Soviet leader Mikhail Gorbachev said today that the Soviet Union would seek a nuclear test ban agreement that included "an appropriate system of verification measures -- both national and international ones."

Answering questions put by the Soviet news agency Tass one week after Moscow imposed a five-month moratorium on its nuclear testing program, Gorbachev said unilateral steps alone would not stop nuclear tests.

"An international agreement is essential for the problem to be solved once and for all," he said.

Gorbachev's comments were seen as a response to Washington's emphasis on the importance of verification of any agreed halt in nuclear testing. Washington has rejected the Soviet moratorium, offering instead to allow Soviet observers at underground nuclear testing sites.

But Gorbachev insisted that a moratorium should come before on-site verification. He also noted that technology already exists to detect a nuclear explosion "even of a small yield."

Washington dismissed the Soviet proposal the day it was offered and said it wanted to ensure that a ban on testing was verifiable before joining the Soviet moratorium.

Reagan administration officials also said that the Soviets had conducted three nuclear tests last week just before issuing the moratorium proposal. Senior administration officials said the Soviets had been speeding up their testing program so that further testing would not be required this year.

Gorbachev rebutted those assertions today, saying that Moscow left its nuclear testing program "unfinished" when it went ahead with a unilateral moratorium on Aug. 6.

The Soviet decision to begin a five-month suspension of nuclear testing on the anniversary of the Hiroshima bomb was made after "a thorough and comprehensive study," Gorbachev said. "It was not an easy matter at all to take such a step."
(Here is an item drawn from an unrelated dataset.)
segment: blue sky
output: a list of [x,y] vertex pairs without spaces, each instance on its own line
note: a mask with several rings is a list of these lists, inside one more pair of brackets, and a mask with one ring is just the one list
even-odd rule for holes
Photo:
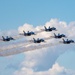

Gorbachev said that the Soviet Union had conducted as many nuclear tests as the United States this year and that overall, U.S. nuclear tests to date outnumber Soviet ones. "And they in the White House know it," he added.

Gorbachev called for a resumption of talks on nuclear weapons testing among Britain, the United States and the Soviet Union. He said the Soviets also were willing to discuss the issue at the Geneva conference on disarmament.